Security firm says Sofacy is starting to target organizations in Middle East, Central Asia

Security firm says Sofacy is starting to target organizations in Middle East, Central Asia
© Getty Images

Kaspersky Lab researchers say that a hacking group widely believed to be linked to the Russian government has been executing cyberattacks against a new set of targets in the Far East, including military, defense and diplomatic organizations, according to a new report

The Moscow-based security firm said Friday that Sofacy, commonly known as “Fancy Bear” and “APT28,” is behind new attacks that reach outside of its usual European and NATO-tied targets.

Kaspersky Lab says the group is now branching out to attack groups in the Middle East and Central Asia — largely government, technology, science and military-related organizations in or from Central Asia.


"Their activity in the East has been largely under-reported, but they are clearly not the only threat actor interested in this region, or even in the same targets," Kurt Baumgartner, the principal security researcher at Kaspersky Lab, said in a statement.

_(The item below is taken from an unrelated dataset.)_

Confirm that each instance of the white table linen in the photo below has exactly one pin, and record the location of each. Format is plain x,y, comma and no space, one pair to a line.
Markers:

Kaspersky Lab said it found certain scenarios where the cyber espionage group's efforts clashed with other cyber predators, which at times led to "a target overlap between very different threat actors."

For example, the researchers found that Sofacy's malware vied for access to certain victims with other cyber espionage groups like the Russian-speaking Turla and the Chinese-speaking Danti.

“As the threat landscape grows ever more crowded and complex, we may encounter more examples of target overlap — and it could explain why many threat actors check victim systems for the presence of other intruders before fully launching their attacks, ” Baumgartner said.

Baumgartner also pointed out that their research suggests Sofacy is overall a calculating and "agile" group, which pushes back on contrary descriptions that portrayed it as carrying out attacks in a "wild and reckless" manner.

The cyber group has been known to use spear-phishing in its attacks, a tactic that uses emails from a trusted source to share a URL link that contains malicious software that can be used to then steal users' information or further infiltrate the receiver's computer system.

Kaspersky Lab has come under heavy scrutiny last year for alleged ties to the Russian government.

The Department of Homeland Security (DHS) banned federal agencies from using products developed by the global cybersecurity company in September, arguing that they could pose a potential security risk because it is based in Moscow.

Although the company has repeatedly maintained that it operates independently of the Russian government, the law enforcement agency said the decision was based on information already available in the public view — like newspaper reports and congressional testimonies.

Congress has made moves to prevent the products from being used, which comes after the intelligence community largely found that Russia meddled in the 2016 presidential election.

In recent months, Kaspersky Lab has become embroiled in a legal battle with the U.S. government over what it says is an unlawful ban.